More and more Americans over the age of 50 are choosing the "gray divorce" option in ending long-term marriages once children are grown and out of the family home. Gray divorce is on the rise here in Connecticut, as across the nation, but it is giving rise to its own unique divorce issues at the same time. It is important for both spouses to understand what is involved in a gray divorce, or any divorce choice they choose to make, in advance of filing.
For people approaching retirement age, it can sometimes be difficult to move on from a marriage that lasted decades and ended only recently. There are fewer venues for individuals who are leaving the working world to meet new people, and while gray divorce is becoming more common, it is still certainly not the norm for baby boomers. This can make it difficult to even take the step to consider a divorce in the first place.
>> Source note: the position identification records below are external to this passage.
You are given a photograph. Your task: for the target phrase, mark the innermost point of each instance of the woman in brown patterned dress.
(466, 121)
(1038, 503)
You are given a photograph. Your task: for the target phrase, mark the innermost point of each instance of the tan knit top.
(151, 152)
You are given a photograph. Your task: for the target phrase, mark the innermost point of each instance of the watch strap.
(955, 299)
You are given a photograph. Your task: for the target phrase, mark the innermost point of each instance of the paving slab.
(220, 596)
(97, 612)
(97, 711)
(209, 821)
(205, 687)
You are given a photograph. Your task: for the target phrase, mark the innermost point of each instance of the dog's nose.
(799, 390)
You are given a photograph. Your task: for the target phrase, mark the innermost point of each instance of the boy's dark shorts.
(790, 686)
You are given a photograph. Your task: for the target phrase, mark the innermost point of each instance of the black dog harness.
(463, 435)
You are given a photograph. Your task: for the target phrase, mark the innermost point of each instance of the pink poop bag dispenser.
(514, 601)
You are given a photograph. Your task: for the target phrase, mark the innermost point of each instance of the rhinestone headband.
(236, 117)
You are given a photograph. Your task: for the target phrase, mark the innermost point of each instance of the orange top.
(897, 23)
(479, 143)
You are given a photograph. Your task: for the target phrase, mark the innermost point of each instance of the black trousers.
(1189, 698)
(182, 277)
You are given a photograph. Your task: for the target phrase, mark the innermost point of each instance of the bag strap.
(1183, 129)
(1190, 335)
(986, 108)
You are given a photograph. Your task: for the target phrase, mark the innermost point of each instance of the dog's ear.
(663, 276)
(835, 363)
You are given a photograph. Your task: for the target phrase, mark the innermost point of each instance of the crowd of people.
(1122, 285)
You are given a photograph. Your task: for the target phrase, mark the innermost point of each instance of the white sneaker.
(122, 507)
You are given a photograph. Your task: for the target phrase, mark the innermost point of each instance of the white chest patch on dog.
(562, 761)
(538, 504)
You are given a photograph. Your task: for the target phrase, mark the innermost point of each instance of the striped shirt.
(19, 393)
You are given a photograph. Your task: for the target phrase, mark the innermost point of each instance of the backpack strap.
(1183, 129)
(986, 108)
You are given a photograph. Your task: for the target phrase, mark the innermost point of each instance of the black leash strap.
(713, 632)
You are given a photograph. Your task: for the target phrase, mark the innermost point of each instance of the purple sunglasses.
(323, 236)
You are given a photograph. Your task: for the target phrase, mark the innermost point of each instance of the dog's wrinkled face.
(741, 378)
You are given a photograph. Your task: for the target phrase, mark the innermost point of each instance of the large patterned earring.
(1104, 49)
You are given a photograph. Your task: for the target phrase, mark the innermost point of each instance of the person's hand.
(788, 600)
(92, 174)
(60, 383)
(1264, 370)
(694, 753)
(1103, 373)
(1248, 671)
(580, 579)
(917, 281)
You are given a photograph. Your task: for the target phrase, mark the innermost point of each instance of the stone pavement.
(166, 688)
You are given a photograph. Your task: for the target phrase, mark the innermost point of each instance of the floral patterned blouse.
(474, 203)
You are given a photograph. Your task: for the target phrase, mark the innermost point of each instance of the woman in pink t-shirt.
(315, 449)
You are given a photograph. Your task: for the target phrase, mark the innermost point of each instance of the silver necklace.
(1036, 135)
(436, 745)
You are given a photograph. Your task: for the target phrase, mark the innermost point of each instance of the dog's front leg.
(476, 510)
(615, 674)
However, many couples report an increase in happiness following a divorce, even one late in life. Retirement age is intended to be a deserved break after a lifetime of work, and people are choosing more and more to share those years with someone who may not be their original spouse. Ultimately, the decision to divorce may be based on many factors, but it may be the best option for both individuals.
Gray divorce is still a relatively new phenomenon, and doubtless more divorce issues related to this decision will continue to appear. However, as some Connecticut residents can attest, the decision to divorce can be a profoundly positive life change. For baby boomers and others, it can lead both parties to a happier and more fulfilling life.